Des hélicoptères américains disperseront-ils un jour du gingembre, des huîtres, ou de la poudre de corne de rhinocéros au-dessus des tranchées des talibans ? L’idée est en tout cas passée par la tête des chercheurs de l’US Army, qui ont même envisagé de développer une « bombe gay ».

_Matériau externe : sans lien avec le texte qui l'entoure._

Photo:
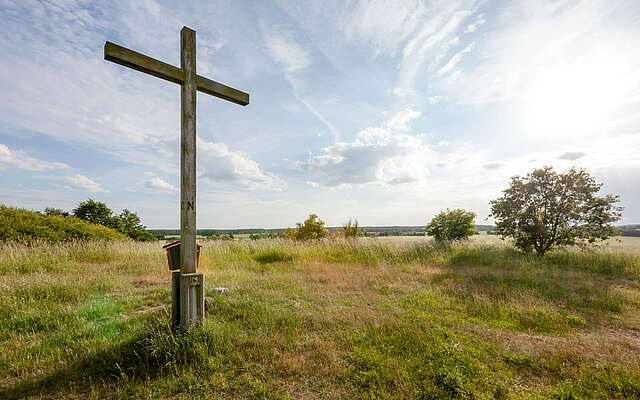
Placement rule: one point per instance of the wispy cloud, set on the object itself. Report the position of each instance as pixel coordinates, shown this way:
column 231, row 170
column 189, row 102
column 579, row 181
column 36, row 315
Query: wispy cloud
column 383, row 155
column 219, row 164
column 290, row 55
column 19, row 159
column 83, row 183
column 160, row 184
column 571, row 155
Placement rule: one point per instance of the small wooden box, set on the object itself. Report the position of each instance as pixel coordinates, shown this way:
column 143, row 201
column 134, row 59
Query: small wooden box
column 173, row 255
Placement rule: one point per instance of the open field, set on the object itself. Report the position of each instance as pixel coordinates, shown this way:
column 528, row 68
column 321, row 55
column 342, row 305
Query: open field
column 372, row 318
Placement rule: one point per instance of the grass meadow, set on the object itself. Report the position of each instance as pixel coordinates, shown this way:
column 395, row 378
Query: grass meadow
column 390, row 318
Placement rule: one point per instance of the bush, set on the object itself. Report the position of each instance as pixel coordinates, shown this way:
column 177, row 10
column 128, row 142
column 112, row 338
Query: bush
column 311, row 228
column 351, row 229
column 127, row 222
column 29, row 226
column 451, row 225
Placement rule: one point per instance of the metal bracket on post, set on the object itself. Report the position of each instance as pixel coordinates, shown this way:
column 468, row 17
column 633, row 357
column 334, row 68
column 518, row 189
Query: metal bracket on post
column 175, row 299
column 191, row 298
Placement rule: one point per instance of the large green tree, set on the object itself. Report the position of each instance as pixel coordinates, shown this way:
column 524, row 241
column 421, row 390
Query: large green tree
column 545, row 209
column 451, row 225
column 93, row 211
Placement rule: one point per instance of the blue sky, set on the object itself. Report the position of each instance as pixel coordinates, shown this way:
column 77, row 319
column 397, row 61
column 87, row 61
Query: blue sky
column 384, row 111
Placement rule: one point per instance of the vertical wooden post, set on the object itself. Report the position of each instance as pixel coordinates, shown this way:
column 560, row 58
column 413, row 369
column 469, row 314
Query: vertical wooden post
column 188, row 295
column 187, row 285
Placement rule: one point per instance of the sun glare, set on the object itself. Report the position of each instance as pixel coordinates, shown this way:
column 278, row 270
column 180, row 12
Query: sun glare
column 569, row 100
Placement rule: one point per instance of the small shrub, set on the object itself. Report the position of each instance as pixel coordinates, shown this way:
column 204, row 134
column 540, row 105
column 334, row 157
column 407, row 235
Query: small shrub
column 273, row 255
column 30, row 227
column 451, row 225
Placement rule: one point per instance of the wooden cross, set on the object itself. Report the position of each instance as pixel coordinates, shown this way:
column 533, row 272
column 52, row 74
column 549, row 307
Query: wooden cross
column 188, row 285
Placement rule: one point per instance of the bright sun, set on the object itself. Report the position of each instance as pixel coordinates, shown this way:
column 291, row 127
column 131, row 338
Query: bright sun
column 571, row 99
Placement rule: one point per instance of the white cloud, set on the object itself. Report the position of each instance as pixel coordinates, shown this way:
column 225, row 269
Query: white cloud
column 291, row 56
column 572, row 155
column 81, row 182
column 219, row 164
column 158, row 183
column 454, row 60
column 20, row 159
column 380, row 155
column 472, row 27
column 384, row 24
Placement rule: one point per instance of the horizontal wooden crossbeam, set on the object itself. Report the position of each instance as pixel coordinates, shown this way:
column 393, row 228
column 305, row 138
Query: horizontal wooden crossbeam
column 151, row 66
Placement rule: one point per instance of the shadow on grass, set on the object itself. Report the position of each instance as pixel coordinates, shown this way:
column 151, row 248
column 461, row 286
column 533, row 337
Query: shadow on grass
column 150, row 354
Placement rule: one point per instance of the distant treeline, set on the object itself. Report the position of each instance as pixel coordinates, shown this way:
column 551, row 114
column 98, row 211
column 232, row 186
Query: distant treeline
column 379, row 230
column 629, row 230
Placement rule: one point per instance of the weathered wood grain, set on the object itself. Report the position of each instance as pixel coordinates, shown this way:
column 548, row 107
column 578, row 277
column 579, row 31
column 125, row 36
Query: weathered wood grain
column 151, row 66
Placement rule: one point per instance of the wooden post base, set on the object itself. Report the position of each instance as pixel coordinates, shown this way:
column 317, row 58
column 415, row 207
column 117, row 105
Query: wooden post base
column 187, row 300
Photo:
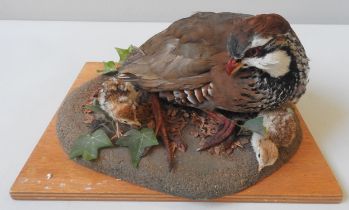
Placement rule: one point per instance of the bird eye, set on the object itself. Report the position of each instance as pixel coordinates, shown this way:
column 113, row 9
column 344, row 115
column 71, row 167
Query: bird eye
column 253, row 52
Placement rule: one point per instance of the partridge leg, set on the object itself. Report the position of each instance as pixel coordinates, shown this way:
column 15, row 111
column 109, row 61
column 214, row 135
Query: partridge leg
column 227, row 127
column 161, row 129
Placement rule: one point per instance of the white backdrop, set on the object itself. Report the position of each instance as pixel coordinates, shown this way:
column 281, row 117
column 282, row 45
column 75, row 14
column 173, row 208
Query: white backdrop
column 296, row 11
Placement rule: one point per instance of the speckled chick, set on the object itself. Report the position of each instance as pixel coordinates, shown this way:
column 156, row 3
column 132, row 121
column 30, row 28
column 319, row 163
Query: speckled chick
column 281, row 128
column 123, row 102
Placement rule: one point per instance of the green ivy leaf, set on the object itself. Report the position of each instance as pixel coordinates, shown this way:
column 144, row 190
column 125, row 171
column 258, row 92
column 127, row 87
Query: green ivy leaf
column 123, row 53
column 255, row 125
column 88, row 145
column 137, row 141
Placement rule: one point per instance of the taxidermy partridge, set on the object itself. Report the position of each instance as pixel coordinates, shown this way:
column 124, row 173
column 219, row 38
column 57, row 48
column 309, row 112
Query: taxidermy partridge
column 221, row 61
column 281, row 129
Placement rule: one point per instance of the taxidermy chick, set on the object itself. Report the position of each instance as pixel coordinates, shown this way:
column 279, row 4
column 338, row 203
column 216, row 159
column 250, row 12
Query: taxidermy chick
column 124, row 103
column 281, row 128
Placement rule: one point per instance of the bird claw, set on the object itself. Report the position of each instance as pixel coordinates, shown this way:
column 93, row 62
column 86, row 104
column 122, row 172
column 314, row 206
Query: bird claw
column 161, row 130
column 223, row 133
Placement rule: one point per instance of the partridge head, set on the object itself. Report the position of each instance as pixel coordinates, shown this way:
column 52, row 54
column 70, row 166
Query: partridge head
column 228, row 61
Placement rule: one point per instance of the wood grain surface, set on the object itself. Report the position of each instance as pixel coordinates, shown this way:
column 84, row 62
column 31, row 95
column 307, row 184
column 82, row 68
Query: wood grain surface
column 49, row 174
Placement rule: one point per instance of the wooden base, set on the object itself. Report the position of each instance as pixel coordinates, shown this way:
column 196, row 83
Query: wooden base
column 50, row 175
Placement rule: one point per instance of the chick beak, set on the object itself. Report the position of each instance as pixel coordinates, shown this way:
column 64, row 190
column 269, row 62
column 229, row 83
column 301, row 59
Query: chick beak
column 232, row 67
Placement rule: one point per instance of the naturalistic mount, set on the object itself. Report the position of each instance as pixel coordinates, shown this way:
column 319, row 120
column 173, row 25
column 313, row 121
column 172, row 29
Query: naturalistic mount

« Un exemple dégoutant mais totalement non-létal serait un puissant aphrodisiaque, en particulier si ce produit chimique provoque des attitudes homosexuelles », indique ainsi une note écrite en janvier 1994 par un laboratoire de l’US Air Force (consulter le document en PDF).
Déjà évoqué sur certains sites spécialisés depuis 2005, ce document a été rendu public récemment par le « Sunshine Project », un groupe qui milite contre les armes chimiques. On y apprend que le laboratoire réclamait 7.7 millions de dollars sur six ans pour mener à bien ce projet en l’an 2000, après plusieurs essais in vivo. La note précise toutefois que « les produits chimiques susceptibles d’affecter le moral et l’efficacité des unités restent à créer ».
Après sa publication, le document a provoqué l’indignation d’associations gays américaines, qui soulignent que de nombreux homosexuels ont servi loyalement l’armée américaine.
Le Pentagone relativise
Interrogé par CBS, le Pentagone a assuré que l’idée, simplement évoquée au cours d’un « brainstorming », avait été balayée d’un revers de main, et qu’aucune « bombe gay » n’était en développement dans ses labos. Une affirmation que conteste le « Sunshine Project », qui soutient que la note incriminée a été régulièrement distribuée dans des CD-Rom de promotion des armes non-létales à vocation interne.
Le document de 1994 évoquait plusieurs autres pistes d’armes chimiques des plus originales, sur lesquelles le « Sunshine Project » souhaite également attirer l’attention (un florilège des armes non-létales imaginées par les militaires américains).
Toujours est il que je ne vois pas du tout comment une idée pareil pourrait être concrétisée.
Cela dit dans le genre arme non létale et humiliante comme jamais une arme n’a pu l’être celle-ci bat tout les records mais, quand est il de l’impact psychologique sur les soldats ? Ben oui, imaginez votre tête si lorsque vous arrivez dans la ville que vous devez prendre (sans jeu de mot hein
) vous faites face à une partouze de 2500 soldats ennemies…
Déjà que le soldat moderne est fragile mentalement (parce que de plus en plus jeune et de moins en moins préparé à la guerre) c’est pas ça qui va lui arranger ses bidons.